One of the characters in Dostoevsky's novel Poor Folk (1846) wrote that reading a novel by de Kock was not becoming for ladies. In The Idiot, Aglaya Ivanovna declares that she "read a couple of Paul de Kok’s [sic] novels two years since on purpose, so as to know all about everything." James Joyce's Ulysses includes references to de Kock; Joyce plays with his name for bawdy humor in the Calypso, Sirens and Circe episodes, the last of which also specifically mentions de Kock's novel The Girl with the Three Pairs of Stays. In Thackeray's Pendennis, the title character of the book remarks that he had read nothing of the "novel kind" for thirty years, except Paul de Kock, who certainly made him laugh. The 1920 Encyclopedia Americana attributes his popularity abroad to his style, which it describes as his "worst feature . . . barely presentable, a fault evidently due to deficiency of education. . . . the defects of style disappear in translation."

The 1905 New International Encyclopædia describes his stories as "rather vulgar, but not immoral, demanding no literary training and gratifying no delicate taste". By this time he was seldom mentioned in the more conventional French histories of French literature.

Anne O'Neil-Henry, a modern academic who has taken an interest in de Kock, calls him "the July Monarchy's bourgeois writer par excellence," but that "by the 1830s his name carried a specific connotation: 'Paul de Kock' signified 'bad' literature, a sort of … marker of poor taste." However, she clarifies, "while critics around 1830 began to use his name synonymously with lowbrow literature, many of their reviews evinced an appreciation of some elements of his work and recognition of his successful command of the taste of modern readers. Simply put, 'Paul de Kock' did not always signify 'Paul de Kock'."

== Works ==
Paul de Kock wrote about 100 volumes. With the exception of a few excursions into historical romance and some miscellaneous works of which his share in La Grande yule, Paris (1842), is the chief, they are all stories of middle-class Parisian life, of guinguettes and cabarets and equivocal adventures of one sort or another. The most famous are André le Savoyard (1825) and Le Barbier de Paris (1826). The stories are full of observation at first hand and of spicy humor.

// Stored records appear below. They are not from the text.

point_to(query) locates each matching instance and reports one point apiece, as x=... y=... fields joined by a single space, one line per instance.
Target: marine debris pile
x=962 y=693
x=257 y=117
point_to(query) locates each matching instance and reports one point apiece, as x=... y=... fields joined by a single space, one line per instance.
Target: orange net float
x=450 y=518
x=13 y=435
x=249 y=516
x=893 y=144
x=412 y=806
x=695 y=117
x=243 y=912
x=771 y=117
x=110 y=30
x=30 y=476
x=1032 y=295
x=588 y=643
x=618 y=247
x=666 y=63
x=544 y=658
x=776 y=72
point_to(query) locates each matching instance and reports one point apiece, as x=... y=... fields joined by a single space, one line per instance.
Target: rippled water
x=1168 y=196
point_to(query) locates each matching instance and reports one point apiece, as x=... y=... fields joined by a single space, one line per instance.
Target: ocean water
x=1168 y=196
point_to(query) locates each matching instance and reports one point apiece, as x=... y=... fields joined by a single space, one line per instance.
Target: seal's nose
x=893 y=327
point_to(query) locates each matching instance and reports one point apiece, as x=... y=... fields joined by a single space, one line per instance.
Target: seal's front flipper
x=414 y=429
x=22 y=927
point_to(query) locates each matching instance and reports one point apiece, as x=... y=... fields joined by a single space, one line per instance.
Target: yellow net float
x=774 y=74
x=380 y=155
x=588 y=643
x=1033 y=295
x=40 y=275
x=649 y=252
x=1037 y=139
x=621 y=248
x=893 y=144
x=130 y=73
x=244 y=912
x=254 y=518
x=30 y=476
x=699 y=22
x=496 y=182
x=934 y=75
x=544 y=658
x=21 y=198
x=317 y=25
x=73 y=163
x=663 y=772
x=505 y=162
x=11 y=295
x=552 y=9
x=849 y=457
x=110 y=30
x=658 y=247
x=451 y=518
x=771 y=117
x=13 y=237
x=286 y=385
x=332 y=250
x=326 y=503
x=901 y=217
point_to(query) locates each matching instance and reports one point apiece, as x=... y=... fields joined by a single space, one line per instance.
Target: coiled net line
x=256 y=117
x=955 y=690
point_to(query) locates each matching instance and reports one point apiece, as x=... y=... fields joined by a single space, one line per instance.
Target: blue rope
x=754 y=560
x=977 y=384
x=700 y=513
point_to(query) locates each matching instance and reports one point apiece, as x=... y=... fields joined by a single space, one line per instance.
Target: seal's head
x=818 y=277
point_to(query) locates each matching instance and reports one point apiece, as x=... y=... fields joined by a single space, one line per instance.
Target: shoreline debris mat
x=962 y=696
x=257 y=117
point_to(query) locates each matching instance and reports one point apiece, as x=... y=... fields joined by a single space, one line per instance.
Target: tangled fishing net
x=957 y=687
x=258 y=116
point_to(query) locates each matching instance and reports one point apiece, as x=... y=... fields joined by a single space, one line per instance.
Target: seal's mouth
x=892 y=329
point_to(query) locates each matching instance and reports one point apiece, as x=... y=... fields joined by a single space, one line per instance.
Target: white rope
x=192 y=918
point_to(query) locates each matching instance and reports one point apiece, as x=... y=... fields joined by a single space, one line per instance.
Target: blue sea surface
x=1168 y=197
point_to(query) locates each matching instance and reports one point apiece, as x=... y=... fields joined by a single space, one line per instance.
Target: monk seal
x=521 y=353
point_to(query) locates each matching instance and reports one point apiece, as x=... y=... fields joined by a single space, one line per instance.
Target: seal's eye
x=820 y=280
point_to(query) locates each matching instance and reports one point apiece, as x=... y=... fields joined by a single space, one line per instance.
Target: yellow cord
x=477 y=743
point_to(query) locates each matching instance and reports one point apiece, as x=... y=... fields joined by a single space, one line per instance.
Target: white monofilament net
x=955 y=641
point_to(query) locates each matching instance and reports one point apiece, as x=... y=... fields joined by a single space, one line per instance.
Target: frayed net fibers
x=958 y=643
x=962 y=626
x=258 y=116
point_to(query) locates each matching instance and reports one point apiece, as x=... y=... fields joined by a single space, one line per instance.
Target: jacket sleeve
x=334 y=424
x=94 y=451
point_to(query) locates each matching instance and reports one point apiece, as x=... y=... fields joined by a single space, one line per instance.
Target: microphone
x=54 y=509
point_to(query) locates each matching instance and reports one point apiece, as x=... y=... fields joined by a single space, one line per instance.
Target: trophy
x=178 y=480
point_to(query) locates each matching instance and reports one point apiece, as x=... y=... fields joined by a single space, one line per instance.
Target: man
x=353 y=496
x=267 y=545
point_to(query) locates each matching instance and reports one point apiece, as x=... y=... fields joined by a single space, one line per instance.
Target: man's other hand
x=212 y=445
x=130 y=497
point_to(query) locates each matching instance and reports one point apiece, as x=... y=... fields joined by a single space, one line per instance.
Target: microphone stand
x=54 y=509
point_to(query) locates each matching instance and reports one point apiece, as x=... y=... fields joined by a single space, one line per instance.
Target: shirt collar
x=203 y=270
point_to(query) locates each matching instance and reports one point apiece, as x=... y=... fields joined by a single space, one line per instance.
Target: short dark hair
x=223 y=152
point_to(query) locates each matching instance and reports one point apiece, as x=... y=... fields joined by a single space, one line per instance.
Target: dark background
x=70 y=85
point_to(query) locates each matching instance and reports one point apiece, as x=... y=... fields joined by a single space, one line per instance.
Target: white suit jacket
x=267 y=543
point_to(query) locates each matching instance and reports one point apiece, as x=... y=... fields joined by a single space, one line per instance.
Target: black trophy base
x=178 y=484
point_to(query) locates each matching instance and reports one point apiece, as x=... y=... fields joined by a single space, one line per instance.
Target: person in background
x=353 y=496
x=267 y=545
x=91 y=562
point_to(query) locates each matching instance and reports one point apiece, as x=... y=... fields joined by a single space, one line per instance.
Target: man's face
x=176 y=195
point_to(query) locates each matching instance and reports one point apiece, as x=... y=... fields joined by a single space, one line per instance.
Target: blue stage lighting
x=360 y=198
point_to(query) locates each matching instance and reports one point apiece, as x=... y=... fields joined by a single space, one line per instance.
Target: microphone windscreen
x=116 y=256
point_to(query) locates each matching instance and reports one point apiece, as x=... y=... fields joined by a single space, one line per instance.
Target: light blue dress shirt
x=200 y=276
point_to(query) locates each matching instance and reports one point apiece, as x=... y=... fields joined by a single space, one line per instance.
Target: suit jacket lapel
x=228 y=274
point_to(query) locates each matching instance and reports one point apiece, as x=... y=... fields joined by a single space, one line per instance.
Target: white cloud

Typical examples of his work are:

- Gustave le mauvais sujet (1821)
- Frère Jacques (1822)
- La laitière de Montfermeil (1827)
- Monsieur Dupont (1825)
- Un Tourlouron (1837)
- La femme, le mari et l'amant (1829)
- Le cocu (1831)
- La pucelle de Belleville (1834)

A 56-volume edition of his works came out in 1884. He has had imitators, among them his son Henri (1819–92).